George, Insisting on

George,

Insisting on measuring opportunity costs in dollars implies that opportunity costs cannot be accurately measured in a barter economy.

Isn’t that true?

Yes, as far as it goes.

The real issue is that neither opportunity costs nor economic values can be measured at all. Measurement normally implies some sort of a fixed standard. As with any other good, money varies in significance from moment to moment for every individual and from every individual to another.

Regards, Don

I think you're being

I think you're being overcritical of the problem. When the problem states that on any given day you'd pay up to $50 to see the concert, it means that you're indifferent between the concert and $50-worth of other goods. You're right that not all opportunity costs can be measured in dollar terms (as your barter economy example demonstrates), but in some cases they can, and the information that you're indifferent between the concert and $50-worth of other goods makes this such a case.

The goal of the example, which I think it accomplishes, is to see whether economists are fully aware that a forgone opportunity involves both forgone benefits and forgone costs. Putting everything in dollar terms is helpful for isolating this question.

Also, your deaf pickpocket modification doesn't quite work. In addition to paying the $40 to get in, the pickpocket must also spend his time and effort. To put a dollar value on the pickpocket's opportunity cost, you'd have to put a dollar value on his time and effort. If you're unwilling to do that (as your opposition to putting a dollar value on enjoyment of the concert would seem to imply), then your pickpocket modification is just as problematic as the original version of the story.

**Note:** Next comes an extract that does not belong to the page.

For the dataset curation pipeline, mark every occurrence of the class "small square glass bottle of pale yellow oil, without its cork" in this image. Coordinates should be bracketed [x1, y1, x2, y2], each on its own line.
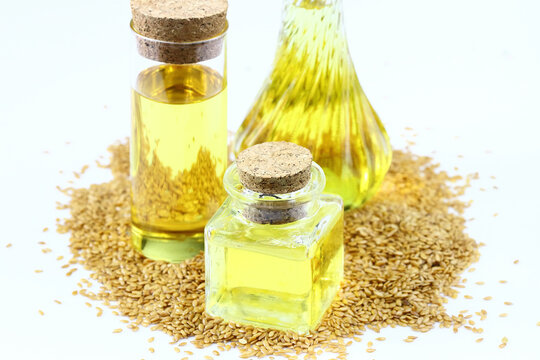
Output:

Glen, I think you’re being

Glen,

I think you’re being overcritical of the problem.

Possibly.

When the problem states that on any given day you’d pay up to $50 to see the concert, it means that you’re indifferent between the concert and $50-worth of other goods.

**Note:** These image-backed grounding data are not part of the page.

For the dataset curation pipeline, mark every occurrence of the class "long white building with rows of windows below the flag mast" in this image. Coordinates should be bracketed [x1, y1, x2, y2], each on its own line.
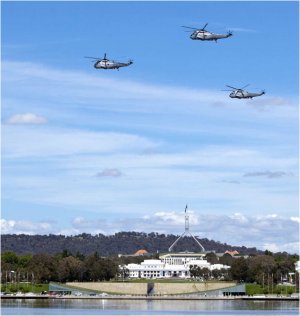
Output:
[124, 253, 230, 279]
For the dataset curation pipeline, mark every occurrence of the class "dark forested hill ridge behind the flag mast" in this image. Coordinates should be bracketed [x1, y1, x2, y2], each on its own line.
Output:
[1, 232, 262, 256]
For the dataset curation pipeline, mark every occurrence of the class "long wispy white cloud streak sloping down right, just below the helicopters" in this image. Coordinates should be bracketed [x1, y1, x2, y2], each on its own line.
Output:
[2, 61, 297, 121]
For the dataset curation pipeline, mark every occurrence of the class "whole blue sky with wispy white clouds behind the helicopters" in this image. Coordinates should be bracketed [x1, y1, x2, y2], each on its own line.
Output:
[1, 1, 299, 251]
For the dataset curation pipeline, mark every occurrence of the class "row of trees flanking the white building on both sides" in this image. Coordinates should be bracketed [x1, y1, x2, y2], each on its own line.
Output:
[1, 250, 299, 286]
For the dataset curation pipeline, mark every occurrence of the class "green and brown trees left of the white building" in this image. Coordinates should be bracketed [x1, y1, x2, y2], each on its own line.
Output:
[1, 250, 151, 284]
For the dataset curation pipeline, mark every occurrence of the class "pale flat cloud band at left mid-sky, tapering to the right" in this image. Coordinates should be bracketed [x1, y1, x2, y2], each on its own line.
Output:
[3, 126, 157, 158]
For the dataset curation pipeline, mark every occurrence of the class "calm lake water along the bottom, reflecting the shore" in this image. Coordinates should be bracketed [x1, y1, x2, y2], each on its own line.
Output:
[1, 299, 299, 316]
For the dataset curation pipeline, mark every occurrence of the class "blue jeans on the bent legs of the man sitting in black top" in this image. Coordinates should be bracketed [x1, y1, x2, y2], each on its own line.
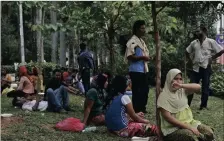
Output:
[47, 86, 69, 112]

This doesn't properly account for the utility and usefulness of money. You're not really giving up other goods, but are reducing your provision for dealing with an uncertain future. If you typically carry around $200 in cash, and keep your checking account above some minimum value, you are likely to do so as long as you live and never actually spend the totals down to zero. If I stop you on your way out of the house in the morning and ask you for 90% of your cash, promising to return it tomorrow, agreeing is likely to make you uncomfortable even if on normal days you never spend more than 10% of the total. It is the removal of this discomfort that is the utility of holding money to deal with emergencies or opportunities that may pop up unpredictably.

Also, your deaf pickpocket modification doesn’t quite work. In addition to paying the $40 to get in, the pickpocket must also spend his time and effort. To put a dollar value on the pickpocket’s opportunity cost, you’d have to put a dollar value on his time and effort. If you’re unwilling to do that (as your opposition to putting a dollar value on enjoyment of the concert would seem to imply), then your pickpocket modification is just as problematic as the original version of the story.

I don't think so. The pickpocket is making a business decision, as opposed to a subjective consumption decision. In doing so, it is entirely proper to measure the projected results in dollars, which means that the opportunity cost can be netted with arithmetic. His decision on how to divide his time between work and leisure, which is necessary whether the concert exists or not, doesn't require me, or even he to place a dollar price on his leisure since he doesn't need to buy it on a market.

You need to include

You need to include information on how much money I have. If I don't have the $40 for the ticket then there is no opportunity to go to the Dylan concert and therefore no opportunity cost.

They might be having a rock bottom sale on multi-million dollar yachts today but since they are out of my price bracket the savings is not an opportunity cost for me.

I guess they did include the

I guess they did include the information that I had $40 by saying the Dylan concert was my "next best activity", so my wise-ass response fails, damn-it.